Furthermore, to link the findings from our methodology to practice, it is pertinent to create a tool that demonstrates the metrics and their subgroups. Therefore, future work would extend the practical value of our modelling approach by creating an interactive and dynamic plotting tool where the (sometimes rather abstract) features are plotted over time, for example in combination with the positions of the players on the pitch in a two-dimensional bird’s eye view. Also, the discovery of actionable patterns should be aimed at identifying strengths and weaknesses of specific teams with respect to each other. By contrasting two teams, a head-to-head comparison could be made that informs about what works against whom, and vice versa (i.e., which strategy is typically successful for a specific team).
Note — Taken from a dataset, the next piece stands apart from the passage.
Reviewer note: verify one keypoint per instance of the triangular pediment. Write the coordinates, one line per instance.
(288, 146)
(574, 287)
From a scientific point of view, it is important to note that findings from data mining are not the same as scientific facts in the traditional sense. For the more applied sports science domain, these findings can still be highly informative as a basis for generating new data-driven hypotheses. The findings from our approach, could be used to inform about a fingerprint of tactical behavior. With such a fingerprint, pertinent questions in the sports science domain can be further examined, such as how tactics develops with age, or the differences between countries. With better tools to analyze tactics in soccer, the next step will be to test the outcome of a specific intervention. When this can be reliably done, this kind of analysis could be used in a tool for coaches. Our long-term vision is that practitioners can experiment with their tactics in a ‘Cockpit’ that would help them come up with the best intervention for the specific situation at hand.

4.1 Conclusions

Tracking data has the clear potential to add context of the goings-on on the pitch to key events. Our methodological approach shows that interpretable and actionable results could be obtained by systematically exploring many metrics and determining how well they represent success and with which thresholds. Our work also shows that care must be taken in generating features, as it is inevitable that many arbitrary decisions have to be made. With more data available, data mining techniques should be employed to critically assess which metrics best represent success. Future work should focus on further developing the metrics that represent the context-of-play. Moreover, future analyses should take the playing style of specific teams, and maybe even players, into account. By making a head-to-head comparison between teams, the contrasts could best highlight the strengths and weaknesses for a specific team against another specific team.

Our proposed modelling approach can be used to further understand tactics in invasion-based team sports by comparing specific targets, teams and styles of play. When the full potential of tracking data is captured, it will affect the way soccer and possibly other team sports are played.